Une histoire de mouvements diplomatiques discrets
La normalisation avec l’Arabie saoudite n’est pas moins importante pour le Premier ministre israélien Benjamin Netanyahu, qui considère l’accord comme un objectif diplomatique majeur depuis avant sa réélection en 2022. Avant l’opération Al-Aqsa de l’année dernière, Netanyahu croyait que l’accord était imminent.
Aujourd’hui, la situation reste complexe, le sort de l’accord étant en jeu en raison de conditions et d’exigences contradictoires fixées par l’Arabie saoudite, les États-Unis et Israël.
Les racines de la normalisation entre l’Arabie saoudite et Israël remontent à plusieurs décennies, avec une histoire de transactions diplomatiques secrètes souvent appelées « normalisation douce ».
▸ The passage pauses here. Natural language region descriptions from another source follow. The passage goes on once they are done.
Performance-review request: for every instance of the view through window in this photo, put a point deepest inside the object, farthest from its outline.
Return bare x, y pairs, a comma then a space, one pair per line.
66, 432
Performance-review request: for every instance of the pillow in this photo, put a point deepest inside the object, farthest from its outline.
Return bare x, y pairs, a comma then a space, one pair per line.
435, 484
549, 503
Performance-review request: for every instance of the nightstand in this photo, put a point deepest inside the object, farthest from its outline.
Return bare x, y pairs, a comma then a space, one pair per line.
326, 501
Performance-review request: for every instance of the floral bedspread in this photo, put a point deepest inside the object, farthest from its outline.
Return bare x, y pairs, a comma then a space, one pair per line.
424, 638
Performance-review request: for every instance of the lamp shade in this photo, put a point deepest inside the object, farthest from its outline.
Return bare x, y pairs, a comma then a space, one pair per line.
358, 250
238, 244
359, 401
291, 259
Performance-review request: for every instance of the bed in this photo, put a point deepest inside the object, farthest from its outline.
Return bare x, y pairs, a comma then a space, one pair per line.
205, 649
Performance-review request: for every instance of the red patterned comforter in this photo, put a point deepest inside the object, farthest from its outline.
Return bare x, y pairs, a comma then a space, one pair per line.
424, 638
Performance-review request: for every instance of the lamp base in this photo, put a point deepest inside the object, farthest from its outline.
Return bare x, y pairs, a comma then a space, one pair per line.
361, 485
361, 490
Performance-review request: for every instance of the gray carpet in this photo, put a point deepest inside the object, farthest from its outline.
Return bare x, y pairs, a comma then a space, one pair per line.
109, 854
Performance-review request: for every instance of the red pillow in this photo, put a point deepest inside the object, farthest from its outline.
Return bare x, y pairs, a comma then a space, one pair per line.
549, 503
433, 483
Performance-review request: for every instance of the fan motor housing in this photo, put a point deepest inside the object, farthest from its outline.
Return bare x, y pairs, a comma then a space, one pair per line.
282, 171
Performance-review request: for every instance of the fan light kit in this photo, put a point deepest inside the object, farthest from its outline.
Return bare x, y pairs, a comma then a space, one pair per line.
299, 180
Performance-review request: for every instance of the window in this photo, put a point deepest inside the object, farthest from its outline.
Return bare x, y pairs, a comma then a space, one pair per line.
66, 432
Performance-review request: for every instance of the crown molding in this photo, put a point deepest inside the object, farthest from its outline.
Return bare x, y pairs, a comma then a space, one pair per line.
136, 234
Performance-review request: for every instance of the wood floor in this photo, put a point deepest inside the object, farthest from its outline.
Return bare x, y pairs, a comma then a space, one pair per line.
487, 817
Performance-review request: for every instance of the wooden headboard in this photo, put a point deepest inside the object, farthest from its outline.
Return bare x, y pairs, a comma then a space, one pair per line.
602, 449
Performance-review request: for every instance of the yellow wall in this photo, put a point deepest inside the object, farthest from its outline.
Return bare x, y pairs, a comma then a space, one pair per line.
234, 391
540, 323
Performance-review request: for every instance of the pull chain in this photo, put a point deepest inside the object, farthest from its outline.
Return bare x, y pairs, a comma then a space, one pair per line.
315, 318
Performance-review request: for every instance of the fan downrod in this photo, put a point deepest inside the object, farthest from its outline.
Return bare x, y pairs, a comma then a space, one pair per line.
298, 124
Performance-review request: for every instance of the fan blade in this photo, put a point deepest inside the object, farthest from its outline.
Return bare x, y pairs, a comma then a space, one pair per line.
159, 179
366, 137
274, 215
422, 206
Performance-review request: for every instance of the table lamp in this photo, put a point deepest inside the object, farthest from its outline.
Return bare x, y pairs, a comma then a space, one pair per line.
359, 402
Depuis sa nomination en tant qu’ambassadeur de Riyad à Washington en 1983, le prince Bandar bin Sultan Al-Saud a jeté les bases de ce rapprochement progressif, rencontrant les dirigeants politiques et sécuritaires israéliens au fil des ans. Son successeur, Turki al-Faisal, a poursuivi ces efforts, devenant un homme clé dans les contacts saoudo-israéliens.
Anwar Eshki, qui a été son prédécesseur et conseiller du prince Bandar, a participé à des séminaires de promotion de la normalisation et a effectué sa première visite dans les territoires occupés en 2016.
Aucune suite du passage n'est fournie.